Microsoft and Amazon own a huge percentage of the data center as a service market already. Combined they are what, most of the IaaS (basically servers for rent, AWS and Azure), much of the PaaS markets, and a decent chunk of the SAAS market?
This market will see a lot of growth - let’s say it’s 0.6% of global GDP now and will be 2% of global GDP in ten years, but again, the issue here is that these companies already have insane valuations. Microsoft trades at nearly 40x earnings. Amazon trades at nearly 60x.
The issue is again, that several companies on the MAG7 list are competing with each other for the same market share. The margins in that market are good. The outlook is strong, but MAG7 already trade at 1/6th of total world stock capitalization and are concentrated primarily in advertising and cloud, two markets that in 10 years, best case, will still only make up 3-4% of the economy.
History shows that competition chases profits. While businesses like oil and shipping are extremely competitive (any boom in profits is usually met with a lot of new market participants), it’s naive to think that these companies will maintain margins forever.
If you exclude AI as a narrative, the idea that MAG7 can be bigger than 3-5% of the global economy seems fantastic. But what if we include AI?
NVDA revenues have exploded, which have resulted in an unprecedented appreciation in NVDA share price. The thing is people believe that general AI is essentially already here (because they’re impressed by an LLM interaction in a chat bot). The issue that I see is that much of the world economy is already highly automated. Very specialized machines pick fruit, pump oil, package products, and assemble cars. The gains that AI can find in “the real economy” are limited. The idea that AI will replace lawyers, doctors, programmers, and other high income earners and usher in a new paradigm is also fantastic. Nearly 70% of the United States GDP is consumer spending. Who do you think the consumers are? The rich ones are lawyers, doctors, programmers, and the like - exactly the people that AI will supposedly replace. But what about entertainment?

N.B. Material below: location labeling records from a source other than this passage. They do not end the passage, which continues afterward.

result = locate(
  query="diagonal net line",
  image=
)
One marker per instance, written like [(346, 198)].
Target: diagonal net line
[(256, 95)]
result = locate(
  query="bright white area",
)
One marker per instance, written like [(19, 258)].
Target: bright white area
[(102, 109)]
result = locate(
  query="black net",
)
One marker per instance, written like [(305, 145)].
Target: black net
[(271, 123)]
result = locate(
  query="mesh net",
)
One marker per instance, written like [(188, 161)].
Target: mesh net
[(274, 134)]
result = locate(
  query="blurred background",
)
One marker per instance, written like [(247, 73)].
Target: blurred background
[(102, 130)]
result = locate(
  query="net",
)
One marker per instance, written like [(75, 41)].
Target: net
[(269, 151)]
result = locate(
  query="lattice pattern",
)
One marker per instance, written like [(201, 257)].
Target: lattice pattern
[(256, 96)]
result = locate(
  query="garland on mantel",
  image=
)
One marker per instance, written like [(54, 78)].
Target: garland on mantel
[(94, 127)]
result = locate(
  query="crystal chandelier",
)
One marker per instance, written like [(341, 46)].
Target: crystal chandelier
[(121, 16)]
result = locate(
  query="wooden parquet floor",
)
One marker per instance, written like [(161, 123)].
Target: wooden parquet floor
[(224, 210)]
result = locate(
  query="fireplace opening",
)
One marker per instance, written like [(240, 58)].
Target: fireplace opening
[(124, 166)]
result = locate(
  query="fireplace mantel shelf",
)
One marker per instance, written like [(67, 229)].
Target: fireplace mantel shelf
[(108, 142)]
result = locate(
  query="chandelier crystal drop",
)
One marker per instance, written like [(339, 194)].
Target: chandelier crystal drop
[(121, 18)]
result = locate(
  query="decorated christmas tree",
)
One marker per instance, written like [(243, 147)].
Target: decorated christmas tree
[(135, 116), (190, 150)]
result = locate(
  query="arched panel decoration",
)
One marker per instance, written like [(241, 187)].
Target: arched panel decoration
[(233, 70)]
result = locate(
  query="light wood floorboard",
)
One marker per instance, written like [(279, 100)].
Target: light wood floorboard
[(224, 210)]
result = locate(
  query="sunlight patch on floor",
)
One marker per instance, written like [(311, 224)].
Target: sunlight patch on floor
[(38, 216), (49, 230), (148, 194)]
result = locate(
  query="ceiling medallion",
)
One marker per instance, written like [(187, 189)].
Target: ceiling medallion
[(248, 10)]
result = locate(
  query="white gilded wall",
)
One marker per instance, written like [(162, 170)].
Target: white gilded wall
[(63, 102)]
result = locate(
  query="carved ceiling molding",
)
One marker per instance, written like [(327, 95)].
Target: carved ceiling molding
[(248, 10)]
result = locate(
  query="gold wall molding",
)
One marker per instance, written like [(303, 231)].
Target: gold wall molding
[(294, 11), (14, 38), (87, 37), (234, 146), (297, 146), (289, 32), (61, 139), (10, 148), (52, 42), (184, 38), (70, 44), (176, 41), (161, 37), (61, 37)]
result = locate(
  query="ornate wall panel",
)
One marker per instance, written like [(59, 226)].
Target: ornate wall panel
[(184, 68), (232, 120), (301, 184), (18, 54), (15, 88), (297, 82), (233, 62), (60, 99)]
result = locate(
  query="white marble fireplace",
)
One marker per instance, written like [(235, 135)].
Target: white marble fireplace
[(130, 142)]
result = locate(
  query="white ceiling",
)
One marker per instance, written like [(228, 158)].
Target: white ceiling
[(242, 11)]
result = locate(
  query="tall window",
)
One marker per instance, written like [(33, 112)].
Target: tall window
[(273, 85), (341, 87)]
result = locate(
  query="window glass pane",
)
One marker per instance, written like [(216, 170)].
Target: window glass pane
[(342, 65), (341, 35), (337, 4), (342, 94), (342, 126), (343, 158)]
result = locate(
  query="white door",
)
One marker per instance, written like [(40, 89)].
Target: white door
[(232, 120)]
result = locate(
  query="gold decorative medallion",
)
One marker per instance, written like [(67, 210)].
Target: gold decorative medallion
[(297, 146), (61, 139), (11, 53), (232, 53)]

Can’t AI make movies and write books? Sure, but the entire entertainment sector is only 2.5% of GDP, and entertainers are some of the most highly paid people on earth. What happens to consumer spending if the world’s biggest spenders are laid off and all the cash goes to companies that hoard it on the balance sheet?
Regarding TSLA, the valuation is absurd and so I won’t even discuss it. Long term, it will be valued like a car company.
Anyway, I’ve had an awful start to the year. I’m down 6.5% YTD, with about half of that happening today. If you’ve made some money on the MAG7 boom great for you - but I hope I’ve been able to intelligently push back on the idea that any possible growth in these businesses is already well accounted for by the valuation.
I can buy the argument that these higher margin revenues deserve a premium, but when you have companies that make up 2% of GDP that might be able to get to 5-7% of GDP already trading at 1/6th of total valuation, I say to myself, maybe this is a bubble. The question is, absent a sudden large growth in the monetary supply, with MAG7 and the Nasdaq already approaching 15% and 40% respectively of total world stock capitalization, how much bigger can the bubble really get? What businesses can MAG7 expand into where they will get the kinds of margins that advertising and cloud computing have? How much can those businesses really grow since they must take an increasing share from the rest of the economy?